Segundo Massena, hidrovia Araguaia-Tocantins deve impactar modo de vida das comunidades ribeirinhas da região

“Esse projeto foi feito pra beneficiar o agronegócio, a mineração, que vão lucrando e deixando os povos tradicionais para trás. Sabe qual é a nossa preocupação? Que, daqui um tempo, a gente não esteja mais aqui e todo esse trecho vire um monte de plantação de soja, de milho, beneficiando só os grandes – igual ao que aconteceu na construção da usina de Tucuruí”, diz Massena, morador da Vila Tauiry – um dos locais futuramente mais impactados pela obra, dada sua proximidade com a cidade de Itupiranga.

Segundo o MPF, existem “erros grosseiros” nos estudos aprovados da hidrovia, feitos pela empresa DTA Engenharia – vencedora da licitação do Departamento Nacional de Infraestrutura de Transportes (Dnit), responsável pela obra. A empresa cuida dos estudos ambientais do projeto, além da engenharia e da própria explosão do Pedral do Lourenço.

Há “erros grosseiros” nos estudos da hidrovia Araguaia-Tocantins, segundo o procurador Goettenhauer

“Para se ter ideia, os estudos chegaram ao ponto de identificar espécies que não vivem no rio, além de confundir outras – é como se chamassem de traíras ou sardinhas o que na verdade são pirarucus, tucunarés”, afirma à Pública o procurador do MPF no Pará Igor Goettenhauer, que atua no caso.

Documentos consultados pela Pública mostram que a atual gestão do Ibama admite que há “pendências” nos estudos, mas relata que essas lacunas foram avaliadas “como não impeditivas para a concessão da licença”, que “não autoriza o empreendedor a realizar nenhuma obra ou intervenção” no Pedral.

“Estamos no aguardo dos estudos ambientais já complementados, que são de responsabilidade do Dnit como empreendedor da obra. Recebendo isso, o nosso corpo técnico terá a liberdade necessária para analisar o material e a viabilidade da obra, pedir eventuais complementações e ajustes”, diz à Pública o atual presidente do Ibama, Rodrigo Agostinho.

Ele disse também que está em contato com o Dnit – que, segundo ele, pretende entregar o Estudo de Impacto Ambiental e o Relatório de Impacto Ambiental da obra “até o fim do ano”. “Caberá ao nosso corpo técnico analisar a obra, sem pressão, e meu papel é avaliar o trabalho dos nossos analistas antes de emitir qualquer licença”, disse o presidente do Ibama.

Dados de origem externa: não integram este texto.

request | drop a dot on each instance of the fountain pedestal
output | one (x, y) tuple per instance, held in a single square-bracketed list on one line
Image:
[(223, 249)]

À Pública, a DTA Engenharia afirma que “não há erros grosseiros, há sim complementações solicitadas pelo Ibama ao DNIT”, vistas pela empresa como “normais nesse tipo de projeto”. A DTA refuta também as críticas, afirmando que “não ignorou de forma alguma” os pescadores, alegando que “contemplou a presença dessas comunidades ribeirinhas” nos estudos para a obra.

Já o Dnit, órgão do governo responsável pela obra, não respondeu à Pública até o fechamento desta reportagem. Caso se manifeste, a reportagem será atualizada.

“Parece até que as pedras são mais importantes que as famílias do ‘Lourenção’”

No dia a dia, o Pedral do Lourenço assegura o fornecimento de pescados como a mandi-moela, o peixe barbado e o tucunaré, entre muitos outros, não apenas para mercados no sudeste do Pará, como para consumidores do Maranhão, Piauí e outros pontos no Centro-Oeste, como Brasília (DF). Durante a cheia, pescadores usam o método da “caceia”, espalhando suas redes de modo que elas sigam o curso do rio Tocantins ao longo do dia, pegando centenas de quilos de peixe ao fim dos trabalhos.

Já durante a seca, a pesca ocorre em meio às rochas do “Lourenção”, nas corredeiras formadas a partir da queda da vazão do rio, onde ribeirinhos jogam suas tarrafas, anzóis e redes, “sempre respeitando o tempo de crescimento dos peixes”, de acordo com relato da associação das comunidades ribeirinhas do Pedral à reportagem.